You’re already using AI (without realising it)
If you’ve got a reasonably recent smartphone from just about any brand that cost you more than the price of a cup of coffee, then you’re already using AI. No, I’m not talking about the inbuilt Siri or Google Assistant features, because you can turn those off or ignore them if you want.
Where you’re using AI is when you take a photo of just about anything. Modern smartphones rely on a lot of AI for image processing, so that when you take that adorable snap of your cat, it recognises that it’s a cat and adjusts the image output into something that should be as optimally pleasing to the eye as possible, based on millions of other photos of cats. In this case, it’s not so much heading out to the wider internet (for the most part) to compare Tiddles to every other cat, but instead using a built-up model of what people present in cat photos to adjust your picture.

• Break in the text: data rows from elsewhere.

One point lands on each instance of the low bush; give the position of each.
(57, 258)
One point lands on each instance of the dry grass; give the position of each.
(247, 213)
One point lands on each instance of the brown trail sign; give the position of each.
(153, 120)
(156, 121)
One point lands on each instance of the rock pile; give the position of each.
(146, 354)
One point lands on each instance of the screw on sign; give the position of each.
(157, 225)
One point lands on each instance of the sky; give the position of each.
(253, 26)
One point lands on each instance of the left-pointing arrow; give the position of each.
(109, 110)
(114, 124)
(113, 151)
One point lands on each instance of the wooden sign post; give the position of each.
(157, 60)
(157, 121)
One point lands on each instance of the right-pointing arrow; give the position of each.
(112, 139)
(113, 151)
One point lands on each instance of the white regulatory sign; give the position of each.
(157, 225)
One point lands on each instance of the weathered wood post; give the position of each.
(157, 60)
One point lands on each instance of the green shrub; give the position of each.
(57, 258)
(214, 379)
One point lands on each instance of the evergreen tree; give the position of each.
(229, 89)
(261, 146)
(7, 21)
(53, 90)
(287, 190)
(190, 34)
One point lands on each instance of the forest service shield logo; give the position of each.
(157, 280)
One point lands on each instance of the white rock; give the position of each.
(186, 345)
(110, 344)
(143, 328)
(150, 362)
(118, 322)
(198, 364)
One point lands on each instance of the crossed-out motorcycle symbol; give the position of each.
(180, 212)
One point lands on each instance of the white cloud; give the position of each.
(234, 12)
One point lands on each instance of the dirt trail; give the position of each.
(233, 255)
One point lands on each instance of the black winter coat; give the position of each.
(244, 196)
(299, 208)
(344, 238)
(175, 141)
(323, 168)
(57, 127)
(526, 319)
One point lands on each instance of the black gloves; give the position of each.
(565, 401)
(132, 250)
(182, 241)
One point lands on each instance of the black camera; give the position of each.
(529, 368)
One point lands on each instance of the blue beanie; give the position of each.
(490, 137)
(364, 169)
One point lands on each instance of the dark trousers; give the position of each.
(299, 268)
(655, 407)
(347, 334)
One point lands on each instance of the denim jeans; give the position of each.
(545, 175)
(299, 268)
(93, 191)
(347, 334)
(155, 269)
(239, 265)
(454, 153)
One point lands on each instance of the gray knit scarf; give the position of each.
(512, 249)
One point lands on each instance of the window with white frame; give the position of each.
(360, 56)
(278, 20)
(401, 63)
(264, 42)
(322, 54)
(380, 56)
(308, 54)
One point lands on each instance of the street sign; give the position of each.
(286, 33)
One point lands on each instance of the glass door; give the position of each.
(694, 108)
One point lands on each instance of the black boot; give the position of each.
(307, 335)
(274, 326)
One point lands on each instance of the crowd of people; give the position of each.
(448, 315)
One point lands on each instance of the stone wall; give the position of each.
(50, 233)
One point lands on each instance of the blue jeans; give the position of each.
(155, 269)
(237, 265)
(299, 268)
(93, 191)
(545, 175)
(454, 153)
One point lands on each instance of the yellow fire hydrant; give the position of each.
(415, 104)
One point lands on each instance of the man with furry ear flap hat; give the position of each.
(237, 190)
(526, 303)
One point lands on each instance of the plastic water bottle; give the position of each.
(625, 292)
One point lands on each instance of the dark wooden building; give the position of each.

If you’ve ever taken a photo with your phone and jumped into your photo library really quickly, you might notice the image change a little before your eyes. That’s the underlying AI making those changes based on what type of photo it thinks you’ve taken. You’re still in charge of taking the actual photo, the framing and so on, and it can’t make you into the next great pro shooter, for sure. They’re tools for the masses, and the quality they deliver can vary a lot – but then so too can our appreciation of what makes one photo “pop” and another one “too garish”.
What about AI fakes?
One of the bigger concerns – and it’s quite legitimate – with the use of generative AI lies around its ability to create convincing fake images, sounds or video. Sometimes these are rather obvious and designed purely for their humorous appeal, a la the rather well known (but fake!) image of The Pope in a puffer jacket. But they do have a darker side, depending on intent and how and where they’re shared.
That’s when you’re talking about what’s usually covered by the term “deepfake”. A deepfake can be anything from explicit material to material designed to actively spread misinformation. Both approaches typically try to swap in convincing-looking visual images, such as swapping faces to put people into particular situations, or modifying audio to create speeches that never happened, or both at once.
So how can you protect yourself from this kind of deep fakery? In terms of understanding images and video, it’s wise to do a little searching around those images; if a celebrity is suddenly pitching an “investment opportunity the banks don’t want you to know about” that’s probably a red flag right there, but just in case, search up that product and that celebrity to see if it’s an actual sponsorship, or a rip-off deepfake.
Actually, for all of those they’re scams, but the concept applies across any of that kind of media you might find. It’s also wise to look at images closely, because while AI generation is improving over time, it’s still got a distinct bias towards slightly unnatural features, like perfect symmetry, or oddly fused fingers in hands, or very weird lighting.